Time: 12:30pm-1:30pm

Venue: Room 7.23, 7/F, Cheng Yu Tung Tower, HKU

Speaker: Dr K.P. Chow, Associate Professor of Computer Science, Director of Law and Technology Centre, The University of Hong Kong

 

Abstract:
Occupy Central was a civil disobedience campaign in Hong Kong. Initially, the campaign aimed to organize citizens to block Hong Kong’s financial heart, at Central District, in order to persuade Mainland China to allow Hong Kong to implement genuine universal suffrage in the modes proposed. The campaign evolved into protests in different major districts of Hong Kong eventually.
While there were vigorous clashes between the protesters and police officers in the streets of Hong Kong, more silent confrontations had begun among protest supporters, hacktivists, and the Hong Kong government. The cyber weapons were mobile applications with malware for surveillance, tools for Distributed Denial of Service (DDoS) attacks, phishing emails with Advanced Persistent Threat (APT) and so on. In this paper, we gather information about cyber-attacks related to Occupy Central and classify the attacks based on their attacking purposes, techniques, targets and propagation media.
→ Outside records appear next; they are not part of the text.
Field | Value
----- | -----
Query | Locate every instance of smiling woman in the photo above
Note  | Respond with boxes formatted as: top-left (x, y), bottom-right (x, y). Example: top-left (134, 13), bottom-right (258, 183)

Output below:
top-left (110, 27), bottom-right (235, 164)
According to the classification and timeline, we generalize the attacks to construct a framework that helps to identify patterns of future cyber-attacks.

 

Biography:
Dr. K.P. Chow (MA, PhD UC Santa Barbara) is an Associate Professor at the Department of Computer Science, Director of the Law and Technology Centre and Associate Director of the Center for Information Security and Cryptography (CISC) at The University of Hong Kong. Dr. Chow’s areas of research interest are computer forensics, cryptography, computer security, Internet surveillance and privacy. In the past few years, Dr. Chow has been invited to be a computer forensic expert to assist the Judiciary in Hong Kong.